To be upfront about what this is: I'm not a Rust developer or a PHP internals person. This is an experiment in whether the "point the AI at the original project's test suite" methodology (the way Bun was driven against real-world suites) holds up when the human can't review the code. The oracle is php-src's own .phpt corpus, ~22k tests I didn't write. Current honest score: 3,844 passing (17.4%), with a realistic ceiling around 40-45% since the rest tests C extensions (GD, curl, intl, etc.) that are out of scope.
"Renders WordPress" means: fresh install completes into SQLite, the front page renders with real posts, a real theme and /wp-admin/ renders without issues. The REST API is untested, and it's currently ~55x slower than PHP on the front page (a bytecode VM is in progress, micro-benchmarks are already at 1-3x of PHP 8.5).
The scoreboard auto-generates into the repo after every run, whether the number went up or down.
Happy to answer anything.
This is a pretty cool experiment. Thanks for sharing!
Compare with FrankenPHP?
Will you answer questions yourself, or will you simply pass on what your LLM of choice writes for you?

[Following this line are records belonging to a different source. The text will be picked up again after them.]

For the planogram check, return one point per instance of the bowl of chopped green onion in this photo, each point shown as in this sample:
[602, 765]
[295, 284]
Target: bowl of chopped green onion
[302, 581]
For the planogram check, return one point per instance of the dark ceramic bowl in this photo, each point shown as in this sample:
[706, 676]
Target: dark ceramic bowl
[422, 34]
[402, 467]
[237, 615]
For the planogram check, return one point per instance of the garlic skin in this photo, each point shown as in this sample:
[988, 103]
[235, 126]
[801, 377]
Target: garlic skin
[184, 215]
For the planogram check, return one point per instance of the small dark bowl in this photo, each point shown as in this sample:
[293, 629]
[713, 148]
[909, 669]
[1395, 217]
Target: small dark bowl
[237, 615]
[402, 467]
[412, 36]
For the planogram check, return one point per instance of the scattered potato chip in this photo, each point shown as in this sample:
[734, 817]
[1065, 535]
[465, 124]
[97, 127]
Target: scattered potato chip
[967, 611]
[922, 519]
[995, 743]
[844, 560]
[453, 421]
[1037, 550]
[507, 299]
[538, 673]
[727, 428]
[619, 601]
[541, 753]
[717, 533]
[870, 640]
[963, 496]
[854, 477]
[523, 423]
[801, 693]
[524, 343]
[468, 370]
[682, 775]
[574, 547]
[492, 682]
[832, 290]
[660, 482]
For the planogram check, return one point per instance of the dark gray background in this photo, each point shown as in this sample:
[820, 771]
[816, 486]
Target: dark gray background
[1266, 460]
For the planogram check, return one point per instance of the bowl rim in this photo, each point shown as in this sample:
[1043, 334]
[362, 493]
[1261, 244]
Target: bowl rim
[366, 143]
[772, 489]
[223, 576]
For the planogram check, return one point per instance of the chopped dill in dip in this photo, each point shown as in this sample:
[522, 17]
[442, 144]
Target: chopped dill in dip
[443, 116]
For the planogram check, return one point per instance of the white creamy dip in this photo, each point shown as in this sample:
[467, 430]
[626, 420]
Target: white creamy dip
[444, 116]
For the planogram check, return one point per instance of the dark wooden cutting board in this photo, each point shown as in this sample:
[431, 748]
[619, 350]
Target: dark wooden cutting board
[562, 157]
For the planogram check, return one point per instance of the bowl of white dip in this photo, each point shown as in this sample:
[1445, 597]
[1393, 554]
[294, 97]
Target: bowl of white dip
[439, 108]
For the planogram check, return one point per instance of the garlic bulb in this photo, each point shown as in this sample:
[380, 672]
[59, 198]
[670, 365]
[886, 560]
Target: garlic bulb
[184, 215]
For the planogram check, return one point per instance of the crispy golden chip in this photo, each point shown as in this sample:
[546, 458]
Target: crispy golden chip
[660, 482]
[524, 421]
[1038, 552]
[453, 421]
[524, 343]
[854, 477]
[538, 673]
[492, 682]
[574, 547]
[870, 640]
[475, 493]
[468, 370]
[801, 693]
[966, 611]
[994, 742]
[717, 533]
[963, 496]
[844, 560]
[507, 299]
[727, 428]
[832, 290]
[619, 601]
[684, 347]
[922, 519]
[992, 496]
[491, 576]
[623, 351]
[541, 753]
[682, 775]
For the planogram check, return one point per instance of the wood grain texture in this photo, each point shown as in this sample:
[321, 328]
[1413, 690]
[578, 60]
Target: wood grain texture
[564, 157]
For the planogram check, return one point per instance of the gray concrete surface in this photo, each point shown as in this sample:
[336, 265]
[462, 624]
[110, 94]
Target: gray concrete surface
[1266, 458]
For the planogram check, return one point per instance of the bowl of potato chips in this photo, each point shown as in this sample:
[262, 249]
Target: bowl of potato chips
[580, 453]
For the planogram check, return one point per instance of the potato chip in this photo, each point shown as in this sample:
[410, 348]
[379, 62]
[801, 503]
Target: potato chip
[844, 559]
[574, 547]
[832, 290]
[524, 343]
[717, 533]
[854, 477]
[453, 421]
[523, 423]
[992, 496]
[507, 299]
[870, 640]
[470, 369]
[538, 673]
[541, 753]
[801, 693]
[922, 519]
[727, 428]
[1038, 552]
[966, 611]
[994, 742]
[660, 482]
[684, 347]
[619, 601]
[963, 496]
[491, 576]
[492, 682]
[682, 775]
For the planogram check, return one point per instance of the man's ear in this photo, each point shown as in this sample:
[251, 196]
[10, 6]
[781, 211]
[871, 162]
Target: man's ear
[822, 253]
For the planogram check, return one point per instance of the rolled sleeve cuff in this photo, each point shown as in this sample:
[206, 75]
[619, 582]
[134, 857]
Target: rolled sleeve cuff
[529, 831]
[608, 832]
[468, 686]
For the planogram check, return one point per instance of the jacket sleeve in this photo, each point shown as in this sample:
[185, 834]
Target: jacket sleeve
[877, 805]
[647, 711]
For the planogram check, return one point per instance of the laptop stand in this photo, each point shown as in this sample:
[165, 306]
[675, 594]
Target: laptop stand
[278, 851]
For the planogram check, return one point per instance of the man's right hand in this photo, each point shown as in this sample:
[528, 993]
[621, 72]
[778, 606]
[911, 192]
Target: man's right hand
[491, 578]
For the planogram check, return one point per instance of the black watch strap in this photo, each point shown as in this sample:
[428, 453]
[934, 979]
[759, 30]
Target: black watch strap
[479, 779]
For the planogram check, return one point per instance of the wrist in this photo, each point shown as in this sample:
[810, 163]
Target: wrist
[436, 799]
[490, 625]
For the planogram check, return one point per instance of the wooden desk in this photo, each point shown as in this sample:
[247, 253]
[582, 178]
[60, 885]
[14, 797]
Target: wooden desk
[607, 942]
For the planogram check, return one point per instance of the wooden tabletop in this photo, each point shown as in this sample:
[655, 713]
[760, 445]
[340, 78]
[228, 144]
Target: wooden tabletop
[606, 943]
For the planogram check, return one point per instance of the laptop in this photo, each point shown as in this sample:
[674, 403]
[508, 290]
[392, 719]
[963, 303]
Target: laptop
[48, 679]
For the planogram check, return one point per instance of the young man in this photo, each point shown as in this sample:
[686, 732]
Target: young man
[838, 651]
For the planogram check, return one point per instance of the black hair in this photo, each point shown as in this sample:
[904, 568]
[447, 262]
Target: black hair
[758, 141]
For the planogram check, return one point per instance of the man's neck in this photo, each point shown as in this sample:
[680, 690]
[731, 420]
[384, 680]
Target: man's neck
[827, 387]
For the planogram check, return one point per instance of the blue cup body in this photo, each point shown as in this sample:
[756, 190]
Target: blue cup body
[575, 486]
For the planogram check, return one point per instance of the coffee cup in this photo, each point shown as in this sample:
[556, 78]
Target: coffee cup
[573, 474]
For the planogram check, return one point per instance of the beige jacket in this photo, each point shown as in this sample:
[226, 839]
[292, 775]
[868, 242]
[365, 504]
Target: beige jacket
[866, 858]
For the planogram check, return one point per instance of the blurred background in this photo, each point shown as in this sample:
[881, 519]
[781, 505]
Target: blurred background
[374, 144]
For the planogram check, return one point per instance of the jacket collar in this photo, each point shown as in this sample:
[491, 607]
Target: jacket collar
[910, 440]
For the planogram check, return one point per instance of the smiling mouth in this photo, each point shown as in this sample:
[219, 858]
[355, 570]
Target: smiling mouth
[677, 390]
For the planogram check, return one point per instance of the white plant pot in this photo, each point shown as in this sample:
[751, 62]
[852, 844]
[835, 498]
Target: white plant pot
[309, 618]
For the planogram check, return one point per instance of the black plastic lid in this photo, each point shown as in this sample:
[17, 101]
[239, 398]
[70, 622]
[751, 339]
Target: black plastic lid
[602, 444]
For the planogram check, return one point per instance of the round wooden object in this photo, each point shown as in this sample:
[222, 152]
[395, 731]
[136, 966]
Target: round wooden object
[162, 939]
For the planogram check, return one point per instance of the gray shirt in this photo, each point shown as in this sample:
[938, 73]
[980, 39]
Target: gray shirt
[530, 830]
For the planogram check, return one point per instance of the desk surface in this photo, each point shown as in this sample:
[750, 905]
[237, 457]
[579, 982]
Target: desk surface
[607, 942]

Edit: On further inspection, the blog design, the blog build, the blog articles and even the anecdotes used in the articles are entirely Claude generated.
Stop being so lazy. Get Claude to do something interesting and use your own intellect to assess and challenge the work in your write up. Or the other way around. Inject some amount of human work, at least. Otherwise, what's the point in sharing?
But it will be as least 17% correct!
Why stop at 17%, come back when you are at 100% otherwise it's just another project.